Lenora Christina was the daughter of Christian IV, King of Denmark. However, she wasn’t a princess as she her parents had a “morganatic marriage,” which was a marriage between people of unequal rank. Thus, she or any other children didn’t inherit titles and other things from their father, the King.
Anyway, Lenora had an interesting life, toooo much to relate here, but have a read of the wikipedia page. Through an incredible amount of shenanigans, she ended up charged with treason (or at least her husband was) and was imprisoned for twenty years, continuing to be imprisoned even after her husband died. It was during her confinement that she wrote these memoirs.
How to describe these memoirs? They are alternatively absolutely hilarious and mind numbingly dull. She is obviously incredibly privileged and it comes across in really funny ways throughout the memoirs. What was also hilarious was whoever wrote the intro being incredibly biased towards Lenora, arguing for her innocence. But then there are sections where the narrator talks about Lenora having to go undercover as a man (this is the 17th century) and we get passages like:
“A adventure fit for a novel here happened to our lady. A girl of sixteen, or a little more, believing that our lady was a young man, threw herself on her neck with caresses, to which our lady responded, and played with the girl, but, as our lady perceived what the girl meant, and that she could not satisfy here, she turned her over to Charles…”

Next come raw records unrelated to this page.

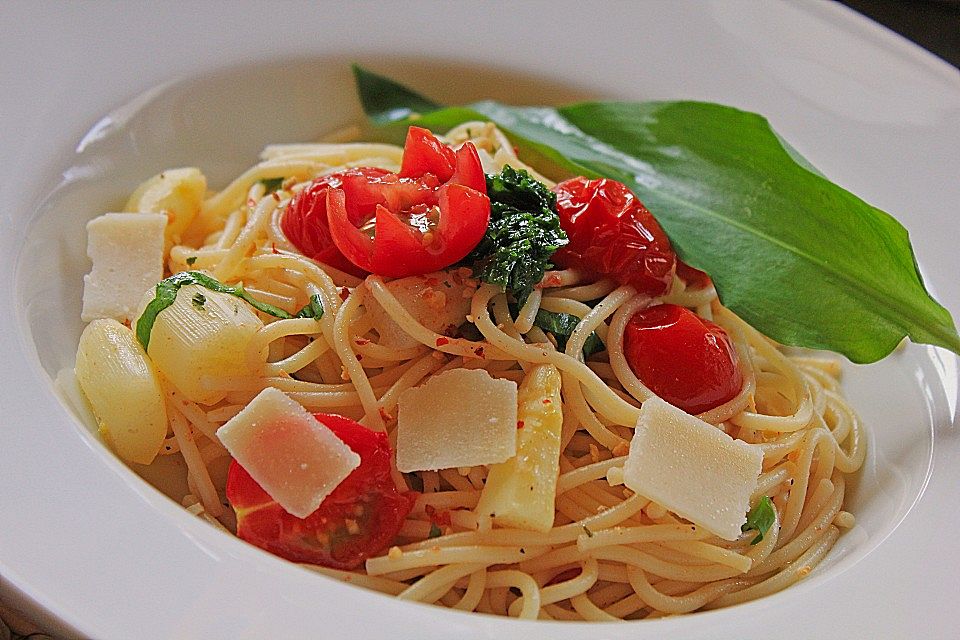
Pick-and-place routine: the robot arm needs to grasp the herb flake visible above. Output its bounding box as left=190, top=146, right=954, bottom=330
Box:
left=136, top=271, right=298, bottom=351
left=466, top=165, right=568, bottom=307
left=533, top=309, right=606, bottom=358
left=260, top=177, right=284, bottom=195
left=294, top=293, right=323, bottom=320
left=740, top=496, right=777, bottom=544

WHAT? This wasn’t even the only time women seem to throw herself at Lenora. She was clearly irresistible both inside prison and out!
But that’s no even the best one:
“Our lady, who had always pistols in her carriage when she travelled, drew out one and presented it to him saying, ‘Draw back, or I will give you the content of this.”
Honestly. Why hasn’t this woman had a film made about her yet?
There’s another story where she ties sheets together and scales down a wall to escape an earlier imprisonment. So, basically, the narrator professing some sort of saintly innocence wasn’t all that convincing. Especially when her narrative starts and she professes her own innocence and then lists all the people who did her wrong and who died horrible or lonely deaths.
She went through so many maids (because of course she had maids in prison, it was that sort of time), all who had various faults and were unchristian. She eventually got a dog and a clavichord? All through it, being the model of Christian patience (which she never failed to remind her readers). She eventually was released when the Queen Dowager died, who was apparently the only person still holding a grudge about treason after 20 years.
Given it was the 17th century, it doesn’t have a very good narrative arc, it’s just relaying her day to day, the problems with other prisoners and her maids. So at time it is really quite dull, but I still enjoyed for the weird window into the life of a privileged, if imprisoned woman. Thanks Read Harder, doubt I would have ever picked this one up!